Learning Outcome of Subject: At the completion of the subject, students should be able to:
  • Identify, analyse and discuss the basic issues underlying computer security and disaster recovery.
  • Identify the objectives of computer security and the role of security services to achieve these objectives.
  • Identify the role of cryptographic techniques in computer security.
  • Apply various cryptographic algorithms and protocols.
  • Identify, analyse and discuss the mechanisms underlying various kinds of malware and the methods used to mitigate them.
  • Explain the scope of various information security standards and their limitations.
  • Identify and explain the role of disaster recovery and business continuity planning and strategies.
  • Present technical information and study/project results through report writing.
  • Work as a team and interact effectively.
Programme Outcomes:
  • Ability to acquire and apply fundamental principles of science and engineering(10%)
  • Capability to communicate effectively(5%)
  • Acquisition of technical competence in specialised areas of engineering discipline(60%)
  • Ability to identify, formulate and model problems and find engineering solutions based on a systems approach(5%)
  • Ability to conduct investigation and research on engineering problems in a chosen field of study.(5%)
  • Understanding of the importance of sustainability and cost-effectiveness in design and development of engineering solutions(5%)
  • Ability to work effectively as an individual, and as a member/leader in a team.(5%)
  • Capability and enthusiasm for self-improvement through continuous professional development and life-long learning(5%)
Assessment Scheme:
  • Test/Quiz - written exam(10%)
  • Tutorial / Assignment - group/individual assignment,group discussion and Q&A session in tutorial,to enhance understanding of basic concepts and application examples of the subjects(30%)
  • Final Exam - written exam(60%)
Teaching and Learning Activities: 45 hours (lectures and tutorials)
Credit Hours: 3
Pre-Requisite: ECP2056: Data Communications and Computer Networking
References:
  • William Stallings, “Cryptography and Network Security”, Prentice Hall, 2003.
  • Richard H Baker, "Network Security", McGraw Hill, 1995.
  • Bates, "Disaster Recovery for LANs", McGraw Hill, 1994.

Subject Contents

  • Computer Security

  • Overview of computer security.
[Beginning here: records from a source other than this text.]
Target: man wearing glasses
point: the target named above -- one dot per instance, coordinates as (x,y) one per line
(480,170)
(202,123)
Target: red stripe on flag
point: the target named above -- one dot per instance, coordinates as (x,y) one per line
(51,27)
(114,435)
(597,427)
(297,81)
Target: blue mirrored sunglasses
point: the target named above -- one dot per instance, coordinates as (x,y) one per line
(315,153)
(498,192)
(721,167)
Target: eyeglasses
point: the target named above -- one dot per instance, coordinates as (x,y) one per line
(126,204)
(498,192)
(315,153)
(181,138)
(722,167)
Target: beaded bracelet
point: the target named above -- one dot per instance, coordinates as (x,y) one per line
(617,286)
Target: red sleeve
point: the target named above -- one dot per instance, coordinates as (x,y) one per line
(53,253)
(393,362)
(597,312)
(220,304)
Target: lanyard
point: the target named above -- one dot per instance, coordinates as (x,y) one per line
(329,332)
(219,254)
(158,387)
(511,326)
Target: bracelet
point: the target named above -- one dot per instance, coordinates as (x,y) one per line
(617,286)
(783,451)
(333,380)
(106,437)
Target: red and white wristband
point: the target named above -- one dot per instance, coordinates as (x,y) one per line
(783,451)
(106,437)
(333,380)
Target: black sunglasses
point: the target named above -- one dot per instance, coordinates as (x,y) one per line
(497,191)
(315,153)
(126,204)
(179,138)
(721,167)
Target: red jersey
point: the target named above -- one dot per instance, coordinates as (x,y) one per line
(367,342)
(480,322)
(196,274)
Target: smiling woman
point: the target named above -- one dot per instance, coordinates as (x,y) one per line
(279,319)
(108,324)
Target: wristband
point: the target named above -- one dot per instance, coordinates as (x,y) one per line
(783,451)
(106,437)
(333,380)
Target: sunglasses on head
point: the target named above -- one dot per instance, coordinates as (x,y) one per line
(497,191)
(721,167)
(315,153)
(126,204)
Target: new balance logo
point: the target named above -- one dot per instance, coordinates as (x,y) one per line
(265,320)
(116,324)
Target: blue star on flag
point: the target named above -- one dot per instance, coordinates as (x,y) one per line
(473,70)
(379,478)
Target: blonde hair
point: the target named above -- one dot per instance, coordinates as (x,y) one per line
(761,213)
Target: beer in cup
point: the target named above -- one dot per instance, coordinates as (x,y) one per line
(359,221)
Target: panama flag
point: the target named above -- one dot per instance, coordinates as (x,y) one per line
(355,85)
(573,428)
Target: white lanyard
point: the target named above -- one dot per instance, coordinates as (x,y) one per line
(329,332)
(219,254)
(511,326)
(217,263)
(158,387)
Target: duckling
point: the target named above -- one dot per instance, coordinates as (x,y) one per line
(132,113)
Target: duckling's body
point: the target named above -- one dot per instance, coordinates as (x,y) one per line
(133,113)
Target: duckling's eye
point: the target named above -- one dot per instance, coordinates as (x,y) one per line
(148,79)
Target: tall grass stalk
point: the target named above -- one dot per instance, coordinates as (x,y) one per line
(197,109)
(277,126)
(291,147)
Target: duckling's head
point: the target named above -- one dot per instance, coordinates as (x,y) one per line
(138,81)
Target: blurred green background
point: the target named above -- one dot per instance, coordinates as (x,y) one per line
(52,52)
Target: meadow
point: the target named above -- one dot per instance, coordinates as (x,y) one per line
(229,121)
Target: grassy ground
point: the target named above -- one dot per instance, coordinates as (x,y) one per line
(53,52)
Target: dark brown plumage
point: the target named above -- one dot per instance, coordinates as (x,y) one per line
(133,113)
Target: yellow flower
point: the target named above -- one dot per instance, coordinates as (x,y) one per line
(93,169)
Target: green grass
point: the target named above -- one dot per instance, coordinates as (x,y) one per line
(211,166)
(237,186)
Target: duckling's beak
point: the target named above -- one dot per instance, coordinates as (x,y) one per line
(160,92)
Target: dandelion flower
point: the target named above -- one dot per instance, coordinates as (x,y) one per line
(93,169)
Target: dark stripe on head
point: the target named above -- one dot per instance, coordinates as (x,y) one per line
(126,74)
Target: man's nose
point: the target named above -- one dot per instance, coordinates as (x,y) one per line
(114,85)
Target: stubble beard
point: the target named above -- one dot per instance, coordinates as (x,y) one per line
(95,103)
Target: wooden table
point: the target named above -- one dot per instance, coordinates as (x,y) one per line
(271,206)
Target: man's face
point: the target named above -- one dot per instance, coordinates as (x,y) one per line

Attacks and services. Control of usage: hardware and software.
     
  • Encryption and Authentication

  • Conventional encryption model. Data encryption standard (DES). Traffic confidentiality. Key distribution. Public-key cryptology. The RSA algorithm. Key management. Authentication requirements, functions and protocols. Digital signatures.
     
  • Intruders, Viruses and Worms

  • Intrusion techniques. Nontechnical attacks. Password protection and its vulnerability. Intrusion detection. Nature of viruses. Malicious programs. Types of viruses. Antivirus approaches. Worm propagation and countermeasures: access control, intrusion detection and firewalls.
     
  • Disaster Recovery

  • Recovery requirements. Recovery policy, and strategy. Recovery technical team. Execution of recovery plans. Documentation and backup system. Loss estimation.